For four months Drake sold off his possessions, slowly liquidating his old life to make way for the new. He couldn’t take more than two bags, after all, and he’d need the startup cash. Delilah recognized the necessity and even scraped up enough to buy a few items from him. He didn’t tell her how much he appreciated it, but he was sure that she knew. It was just like her to know. As the departure approached, though, tensions rose. They fought more. Sometimes Delilah would stalk out at the end of the night without saying a thing, and sometimes she’d fix Drake with a look of reproach that was worse than words. It made it hard to pack, but he thought of the money and was resolute. “You could have applied too,” he reminded her once during one of their bitter fights. “Then we’d both be going. They even let couples live in the same place.” He hadn’t gotten a response to that, just the slam of the door in his face. She’d always come back the next day, though, so Drake shoved the fights under the rug and always let her in.

“Will you visit?” she asked. The question made Drake uncomfortable. “I’ll write,” he promised, holding her hands on the landing pad, eyes on their interlocked fingers. “It’s a long trip, Del, and they don’t pay for that much vacation time. A message can get here in just a few hours. It’ll be fine.” Delilah didn’t seem to like that, but she nodded anyway. The conductor called for all aboard, and Drake began to extricate his hands, but Delilah gripped them suddenly and leaned forward to whisper in his ear. “When your two years are up, I’ll be finished. I’ll be done with school and we can start a life together. We can find a place when you get back.”

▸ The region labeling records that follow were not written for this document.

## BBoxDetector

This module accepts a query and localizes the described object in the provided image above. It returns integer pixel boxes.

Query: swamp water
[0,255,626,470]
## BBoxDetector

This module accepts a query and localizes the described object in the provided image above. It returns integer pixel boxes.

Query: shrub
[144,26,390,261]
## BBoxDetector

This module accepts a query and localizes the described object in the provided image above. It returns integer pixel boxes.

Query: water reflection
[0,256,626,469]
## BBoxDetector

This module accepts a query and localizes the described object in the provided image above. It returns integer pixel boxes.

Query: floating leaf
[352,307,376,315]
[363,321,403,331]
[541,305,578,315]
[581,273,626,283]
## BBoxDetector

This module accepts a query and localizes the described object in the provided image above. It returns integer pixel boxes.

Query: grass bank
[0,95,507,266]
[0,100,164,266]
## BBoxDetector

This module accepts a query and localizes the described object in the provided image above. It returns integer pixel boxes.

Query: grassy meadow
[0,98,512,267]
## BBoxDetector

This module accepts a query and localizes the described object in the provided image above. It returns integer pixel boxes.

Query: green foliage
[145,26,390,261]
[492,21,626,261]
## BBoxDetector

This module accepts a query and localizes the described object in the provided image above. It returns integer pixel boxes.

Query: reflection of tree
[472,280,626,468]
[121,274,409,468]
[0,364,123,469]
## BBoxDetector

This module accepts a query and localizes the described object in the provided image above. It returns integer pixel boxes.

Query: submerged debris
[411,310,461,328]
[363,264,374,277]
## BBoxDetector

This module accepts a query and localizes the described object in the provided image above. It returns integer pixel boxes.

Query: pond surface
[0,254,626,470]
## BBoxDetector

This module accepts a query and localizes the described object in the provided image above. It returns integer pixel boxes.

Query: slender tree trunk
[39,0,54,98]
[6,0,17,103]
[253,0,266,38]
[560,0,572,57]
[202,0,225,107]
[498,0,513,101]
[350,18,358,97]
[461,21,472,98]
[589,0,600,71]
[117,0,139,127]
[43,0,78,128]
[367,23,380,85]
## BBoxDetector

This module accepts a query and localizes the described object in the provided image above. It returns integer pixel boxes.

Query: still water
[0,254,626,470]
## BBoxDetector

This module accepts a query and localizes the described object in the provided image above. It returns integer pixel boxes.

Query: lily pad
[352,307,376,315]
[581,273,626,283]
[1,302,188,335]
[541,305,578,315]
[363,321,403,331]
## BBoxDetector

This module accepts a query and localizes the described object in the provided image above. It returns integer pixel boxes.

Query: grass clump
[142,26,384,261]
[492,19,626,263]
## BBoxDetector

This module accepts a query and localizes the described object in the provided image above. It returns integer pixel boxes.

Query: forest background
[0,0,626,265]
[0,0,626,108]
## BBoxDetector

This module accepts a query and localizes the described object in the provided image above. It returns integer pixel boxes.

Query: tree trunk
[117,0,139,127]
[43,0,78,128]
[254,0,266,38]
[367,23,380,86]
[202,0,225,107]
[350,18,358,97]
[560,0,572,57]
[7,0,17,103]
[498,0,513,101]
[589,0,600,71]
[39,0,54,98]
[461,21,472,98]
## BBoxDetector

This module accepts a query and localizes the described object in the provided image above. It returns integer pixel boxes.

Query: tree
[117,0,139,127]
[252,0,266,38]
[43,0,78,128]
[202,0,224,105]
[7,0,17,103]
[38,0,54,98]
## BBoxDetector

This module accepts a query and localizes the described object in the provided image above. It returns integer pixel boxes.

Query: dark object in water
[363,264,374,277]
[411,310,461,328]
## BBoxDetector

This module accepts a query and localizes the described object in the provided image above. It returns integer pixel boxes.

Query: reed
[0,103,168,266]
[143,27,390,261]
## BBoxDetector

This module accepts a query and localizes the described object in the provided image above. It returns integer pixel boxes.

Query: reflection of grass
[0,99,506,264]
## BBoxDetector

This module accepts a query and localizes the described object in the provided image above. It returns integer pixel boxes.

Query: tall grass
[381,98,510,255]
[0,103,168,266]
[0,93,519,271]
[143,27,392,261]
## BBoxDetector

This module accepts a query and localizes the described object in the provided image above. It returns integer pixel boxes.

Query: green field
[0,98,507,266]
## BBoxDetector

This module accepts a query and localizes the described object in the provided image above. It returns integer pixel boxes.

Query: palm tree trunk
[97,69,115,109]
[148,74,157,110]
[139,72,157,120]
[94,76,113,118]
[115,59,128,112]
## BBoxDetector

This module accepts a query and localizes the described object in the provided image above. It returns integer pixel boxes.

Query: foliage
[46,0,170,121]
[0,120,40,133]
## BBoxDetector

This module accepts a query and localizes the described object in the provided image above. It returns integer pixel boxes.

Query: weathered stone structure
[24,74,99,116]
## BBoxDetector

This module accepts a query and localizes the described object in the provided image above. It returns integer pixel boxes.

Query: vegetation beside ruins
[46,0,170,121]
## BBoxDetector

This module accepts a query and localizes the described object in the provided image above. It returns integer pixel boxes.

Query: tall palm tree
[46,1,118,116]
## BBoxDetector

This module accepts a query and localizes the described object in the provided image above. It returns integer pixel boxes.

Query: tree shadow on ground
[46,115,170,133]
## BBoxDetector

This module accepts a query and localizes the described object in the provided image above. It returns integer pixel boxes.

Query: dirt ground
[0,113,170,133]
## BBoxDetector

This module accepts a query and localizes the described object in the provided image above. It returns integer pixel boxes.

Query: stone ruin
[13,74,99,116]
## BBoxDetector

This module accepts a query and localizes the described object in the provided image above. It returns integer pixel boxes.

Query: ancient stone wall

Drake felt his throat closing up. He squeezed her hands by way of answer, then slowly let go, heading up to the stasis pod door. It was the only facility of its kind, the only method for suspending human life well enough to protect the travelers on their journey through sub-space. The colonies might be rich, but they could never muster enough technological minds to build and maintain such a thing. Delilah didn’t, couldn’t know, but the money was good, so Drake didn’t tell her. He watched through the porthole until the pod filled with gas and knew she would never forgive him.